Les œuvres des compagnons donnèrent leur fruit. Le prophète (SBL) les encourageait en évoquant chacun par ses meilleures œuvres, ce pour l’honorer et rendre hommage à son travail. A l’occasion de l’expédition de Tabūk, Othman (qu’Allah l’agrée) apporta au prophète(SBL) mille dinars. Le prophète de dire : « après, rien ne nuira à Othman dorénavant ».

Les compagnons cherchaient le licite et observait bien les Ordres d’Allah, Gloire à Lui. On cite à titre d’illustration une histoire de Djarir Ibn Abdullah. Il envoya son commis pour lui acheter un cheval. Ce dernier acheta un conte trois cents dirhams, vint avec lui et le vendeur pour qu’il prenne le prix. DJarir dit au vendeur : ton cheval vaut plus que trois cents dirhams. Le vendeur lui dit : c’est à toi de déterminer le bon prix. Il lui dit : tu acceptes de le vendre à quatre cents dirhams ? Le vendeur de dire : c’est à toi de déterminer le bon prix.

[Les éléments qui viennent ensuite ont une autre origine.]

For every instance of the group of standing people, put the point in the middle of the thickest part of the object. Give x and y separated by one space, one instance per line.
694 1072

Djarir de reprendre : ton cheval vaut mieux que cela, acceptes-tu de le vendre à cinq cents dirhams. Il surenchérissait le prix jusqu’à le faire arriver à huit cents dirhams et l’acheta. On l’interrogea pourquoi agit-il de la manière ? Il dit : je m’engageai devant le prophète de conseiller sincèrement à tout musulman.

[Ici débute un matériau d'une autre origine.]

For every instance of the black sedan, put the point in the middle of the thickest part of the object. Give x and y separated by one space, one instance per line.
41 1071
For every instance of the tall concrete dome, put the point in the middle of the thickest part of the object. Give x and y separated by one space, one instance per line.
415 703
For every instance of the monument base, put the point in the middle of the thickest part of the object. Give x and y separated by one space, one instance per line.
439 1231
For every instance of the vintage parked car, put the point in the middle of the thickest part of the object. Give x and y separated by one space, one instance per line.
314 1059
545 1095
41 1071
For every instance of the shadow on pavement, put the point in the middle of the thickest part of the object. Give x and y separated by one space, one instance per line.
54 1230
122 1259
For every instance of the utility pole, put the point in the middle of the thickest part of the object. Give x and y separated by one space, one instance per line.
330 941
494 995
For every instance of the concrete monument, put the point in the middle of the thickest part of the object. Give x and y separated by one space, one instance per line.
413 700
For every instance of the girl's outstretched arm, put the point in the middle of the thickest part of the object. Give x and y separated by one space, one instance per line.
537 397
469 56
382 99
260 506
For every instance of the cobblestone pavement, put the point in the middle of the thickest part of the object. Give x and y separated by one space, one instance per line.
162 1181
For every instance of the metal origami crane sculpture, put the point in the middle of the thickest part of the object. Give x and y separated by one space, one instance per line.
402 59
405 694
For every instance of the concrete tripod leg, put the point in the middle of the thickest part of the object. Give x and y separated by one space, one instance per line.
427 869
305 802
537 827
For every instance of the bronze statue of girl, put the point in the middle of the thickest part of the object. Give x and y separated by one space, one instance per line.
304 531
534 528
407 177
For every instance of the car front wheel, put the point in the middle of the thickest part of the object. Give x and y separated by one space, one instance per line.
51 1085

Chacun d’eux connaissait ce qu’il devait et le faisait et ne dépassait point ce dont il avait droit. Abou Bakr confia la justice à Omar Ibn Al Khattab. Omar passa un an sans qu’une action lu soit présentée. Lorsqu’il demanda à Abou Bakr d’accepter sa démission, ce dernier lui dit : s’agit d’une lourde mission ô Omar ? Omar de répondre : mais non, ô calife du prophète, mais je ne sers à rien pour des gens croyants dont chacun connait son droit et il ne le dépasse, son devoir et il n’y renonce point. Chacun d’eux aime pour son frère ce qu’il aime pour lui-même. Ils se renseignent sur leur absent, rendent visite à leur malade, assistent le besogneux, prêtent condoléance au malheureux. Leur religion est basée sur le conseil, leur moralité consiste à ordonner le convenable et interdire le blâmable, sur quoi pourraient-ils avoir des litiges ?

On a donc très besoin de revenir aux moralités de ces bons exemples des compagnons du prophète (SBL), de s’inspirer de leurs moralités et mettre en relief la vraie image de l’islam, la religion de la miséricorde, de la tolérance, de l’humanitarisme et de la paix pour le monde entier.

O Allah ! Maintiens à nous notre pays, notre patrie, notre peuple, notre armée, notre police, fais que l’Egypte soit une abondance et une opulence ainsi que tous les pays du monde.